Department of Pathology and Immunology, Washington University School of Medicine, Saint Louis, MO, 63110, USA.
Computer Technologies Department, ITMO University, Saint Petersburg, 197101, Russia.
Nat Commun. 2019 May 17;10(1):2209. doi: 10.1038/s41467-019-09990-5.
Changes in bulk transcriptional profiles of heterogeneous samples often reflect changes in proportions of individual cell types. Several robust techniques have been developed to dissect the composition of such mixed samples given transcriptional signatures of the pure components or their proportions. These approaches are insufficient, however, in situations when no information about individual mixture components is available. This problem is known as the complete deconvolution problem, where the composition is revealed without any a priori knowledge about cell types and their proportions. Here, we identify a previously unrecognized property of tissue-specific genes - their mutual linearity - and use it to reveal the structure of the topological space of mixed transcriptional profiles and provide a noise-robust approach to the complete deconvolution problem. Furthermore, our analysis reveals systematic bias of all deconvolution techniques due to differences in cell size or RNA-content, and we demonstrate how to address this bias at the experimental design level.

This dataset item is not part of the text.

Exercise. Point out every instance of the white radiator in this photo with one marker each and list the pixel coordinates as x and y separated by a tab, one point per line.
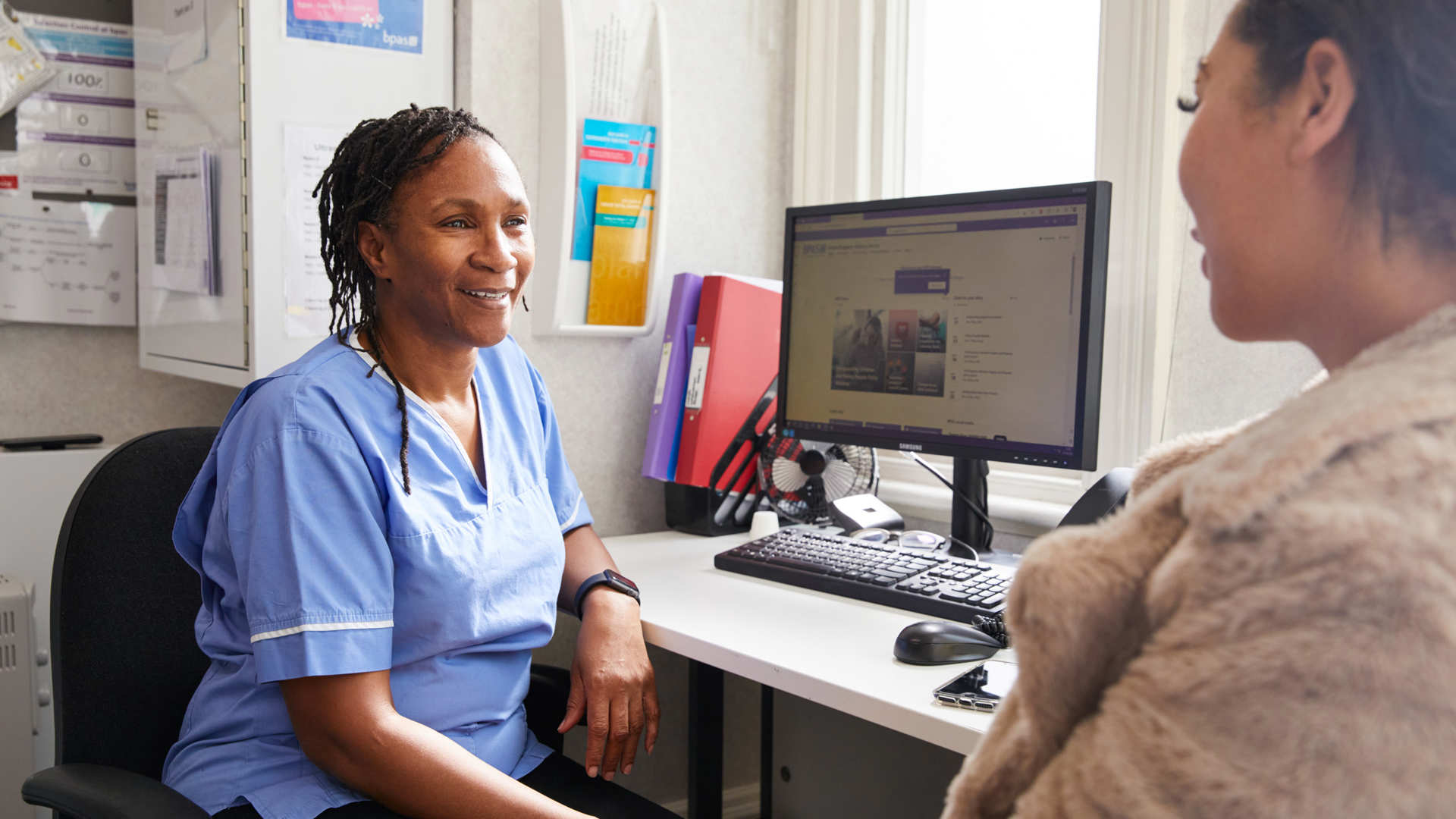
18	694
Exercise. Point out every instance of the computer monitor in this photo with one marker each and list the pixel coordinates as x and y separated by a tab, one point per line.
965	325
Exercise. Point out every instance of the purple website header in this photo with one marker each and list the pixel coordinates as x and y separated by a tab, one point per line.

异质样本的整体转录谱变化通常反映了单个细胞类型比例的变化。已经开发了几种强大的技术,可根据纯成分或其比例的转录特征来剖析此类混合样本的组成。然而,在没有关于单个混合物成分的信息的情况下,这些方法是不够的。这个问题被称为完全去卷积问题,在这个问题中,在没有关于细胞类型及其比例的先验知识的情况下,揭示组成。在这里,我们发现组织特异性基因的一个以前未被识别的特性 - 它们的相互线性,并利用它来揭示混合转录谱的拓扑空间结构,并提供一种抗噪的完全去卷积问题的方法。此外,我们的分析揭示了由于细胞大小或 RNA 含量的差异,所有去卷积技术都存在系统偏差,我们展示了如何在实验设计水平上解决这个偏差。